Large genetic studies in biobanks: from registries screening, to interpretation of GWAS and beyond

Dates: October 23-27, 2017

Location: University of Oslo, Oslo University Hospital at UllevĂ„l. Room: Aud kir avd 2et at Kvinnesenteret. Enter Building 10 (Hotel) and then follow signs showing the way to the lecture room, which is at the second floor of Building 8 (Kvinnesenteret). It should take about 4 minutes to get there from the Hotel entrance. See map [ddownload id=”2344″ text=”here” style=”link”].

Lecturers: Wes Thompson UCSD/UCPH, San Diego/Copenhagen, Stephanie Le Hellard, Tatiana Polushina (UiB), Ole A. Andreassen, Marissa LeBlanc, Ted Reichborn-Kjennerud (UiO) 

Recommended credits: 5 ECTS. Note that this course runs without a UiO course code. We will provide a diploma describing the work load after the course, to be approved at your local institution.

Schedule: A preliminary overview and references for reading can be viewed here.

Preparations: Please make sure you prepare well for the course by reading the material found in this folder, which will be updated with the last material as soon as we get this from the lecturers.

Software installation: please visit this page

Exam: please find the assignment here. Report is due 25 November.

Presentations: can be found in this folder.

 

Description:

In order to have enough power, genetic studies need to be carried out at very large scales and usually require sample sizes larger than 10,000s. This poses biostatistic- and bioinformatic challenges at different levels. The course will cover challenges facing the use of biobanks and registries for large scale genetic analyses; from the design of the studies, to the execution, the analyses of the data (beyond single p-value analyses), and the functional interpretation of the results.

 

Details of topics to be covered:
Scandinavian countries have a specific privilege for large scale genetic studies by the availability of precious registries that can be mined to that purpose. We will first focus on using registries to obtain large scale samples and phenotypes. Genotyping large samples requires  implementation of very robust pipelines from DNA extraction to genotyping, QC, generation of genotypes, haplotypes and imputations, and we will present state of the art pipelines for these purposes.

Primary analysis on a single phenotype can lead to genetic findings for one phenotype, but the full use of GWAS data usually implies working in consortia, and also performing analyses other than single p-value studies. In our groups, we have implemented different tools which cover the use of polygenic risk scores, multivariate methods, FDR based methods and pleiotropy methods. Students will be presented with a series of state of the art statistical analyses of GWASs.

Finally, in order to move from p-value to a functional meaning of GWASs it is necessary to perform in silico analyses of the hits. We will present several analyses possible from the analysis of single variants to pathway analyses of GWASs.

 

Course program:
This is an intensive one week course with lectures and hands on exercises. The students will be given a pensum before the course that they will need to get through in order to be ready for lectures. In the last day of the course we will prepare for a study project that the students will have to work on for the report and the validation of the course to obtain the 5 ECTs.

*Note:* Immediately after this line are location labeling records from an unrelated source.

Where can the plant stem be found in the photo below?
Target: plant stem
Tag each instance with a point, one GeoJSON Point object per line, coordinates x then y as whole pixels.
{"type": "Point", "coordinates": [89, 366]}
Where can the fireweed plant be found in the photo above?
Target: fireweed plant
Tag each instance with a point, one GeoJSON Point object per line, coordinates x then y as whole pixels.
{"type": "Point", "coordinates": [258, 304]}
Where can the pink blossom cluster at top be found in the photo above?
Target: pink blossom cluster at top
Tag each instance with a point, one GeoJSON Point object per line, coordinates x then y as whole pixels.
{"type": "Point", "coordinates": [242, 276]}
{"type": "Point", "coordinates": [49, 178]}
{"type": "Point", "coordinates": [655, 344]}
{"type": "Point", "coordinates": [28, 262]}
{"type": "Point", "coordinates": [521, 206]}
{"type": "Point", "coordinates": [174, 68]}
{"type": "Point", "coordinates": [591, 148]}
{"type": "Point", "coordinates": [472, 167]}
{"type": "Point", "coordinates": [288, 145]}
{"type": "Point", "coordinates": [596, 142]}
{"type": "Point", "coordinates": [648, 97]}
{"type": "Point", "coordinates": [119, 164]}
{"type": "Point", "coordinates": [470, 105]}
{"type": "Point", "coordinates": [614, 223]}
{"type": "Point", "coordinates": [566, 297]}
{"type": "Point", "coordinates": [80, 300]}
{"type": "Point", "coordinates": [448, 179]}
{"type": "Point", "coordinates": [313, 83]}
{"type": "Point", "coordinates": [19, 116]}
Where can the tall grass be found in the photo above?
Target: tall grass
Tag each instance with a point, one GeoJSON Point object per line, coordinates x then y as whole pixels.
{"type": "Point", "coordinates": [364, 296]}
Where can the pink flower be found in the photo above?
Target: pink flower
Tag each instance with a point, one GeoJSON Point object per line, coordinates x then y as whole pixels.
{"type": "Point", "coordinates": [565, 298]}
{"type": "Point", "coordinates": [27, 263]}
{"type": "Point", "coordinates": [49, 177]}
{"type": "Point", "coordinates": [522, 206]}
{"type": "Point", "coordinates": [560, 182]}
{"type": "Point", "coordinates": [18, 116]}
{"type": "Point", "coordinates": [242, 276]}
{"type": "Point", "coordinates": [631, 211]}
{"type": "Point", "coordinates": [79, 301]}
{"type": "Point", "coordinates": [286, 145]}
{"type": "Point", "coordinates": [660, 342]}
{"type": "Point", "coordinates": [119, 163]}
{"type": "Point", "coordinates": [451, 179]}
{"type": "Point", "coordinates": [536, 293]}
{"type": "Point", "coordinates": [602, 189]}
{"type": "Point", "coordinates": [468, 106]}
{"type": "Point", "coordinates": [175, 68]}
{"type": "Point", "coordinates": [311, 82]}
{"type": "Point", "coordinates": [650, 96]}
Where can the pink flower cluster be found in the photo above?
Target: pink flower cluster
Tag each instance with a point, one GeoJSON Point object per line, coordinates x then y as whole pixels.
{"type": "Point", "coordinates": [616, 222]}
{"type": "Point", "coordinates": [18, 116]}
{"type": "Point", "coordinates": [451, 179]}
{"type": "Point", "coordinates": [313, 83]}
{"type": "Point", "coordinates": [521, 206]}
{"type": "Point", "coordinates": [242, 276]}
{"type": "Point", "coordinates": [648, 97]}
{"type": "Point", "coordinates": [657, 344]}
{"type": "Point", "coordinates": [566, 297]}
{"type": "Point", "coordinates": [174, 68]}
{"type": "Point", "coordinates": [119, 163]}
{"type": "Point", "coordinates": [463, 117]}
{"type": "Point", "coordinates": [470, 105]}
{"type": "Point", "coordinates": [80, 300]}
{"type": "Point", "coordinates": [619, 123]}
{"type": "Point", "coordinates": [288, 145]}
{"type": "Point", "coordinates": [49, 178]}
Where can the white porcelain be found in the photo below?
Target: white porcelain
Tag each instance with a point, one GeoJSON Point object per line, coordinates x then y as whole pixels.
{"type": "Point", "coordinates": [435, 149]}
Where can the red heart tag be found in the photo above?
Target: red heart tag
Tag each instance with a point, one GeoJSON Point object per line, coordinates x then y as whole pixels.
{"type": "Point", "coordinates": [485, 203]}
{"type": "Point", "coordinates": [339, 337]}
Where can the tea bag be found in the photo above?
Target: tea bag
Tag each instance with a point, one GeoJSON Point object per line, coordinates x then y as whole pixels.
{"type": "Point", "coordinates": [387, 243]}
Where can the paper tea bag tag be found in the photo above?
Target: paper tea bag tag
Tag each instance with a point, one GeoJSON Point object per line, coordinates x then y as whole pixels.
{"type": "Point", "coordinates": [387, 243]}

Day 1: Use of registries to collect phenotype information

Day 2: Performing large scale genotyping,imputation and long range haplotype phasing

Day 3: Analysis of GWAS, single phenotype, polygenic risk scores

Day 4: Multivariate and Bayesian analysis of GWAS

Day 5: Towards function: annotating hits of GWAS in silico

 

Learning outcomes:
Following this course the students will:

  • be able to design a study using registries
  • know about the different Norwegian registries and biobank requirements
  • be able to describe the different steps of large scale genotyping
  • be able to perform basic analyses of GWAS
  • know about additional tools for analyses of GWAS such as FDR, condFDR, conjFDR, polygenic risk score
  • know a catalog of bioinformatic tools that can be used to annotate GWAS hits and perform pathway analyses and gene set analyses for GWAS

 

Prerequisites:
A pensum of lectures will be given before the course which the students will have to prepare for before the course. We expect the students to have a basic knowledge on genetic principles, with a special focus on polygenic traits. The students must be familiar with basic statistics such as regression and FDR, and have some knowledge on Bayesian statistics. The students must have some experience with R.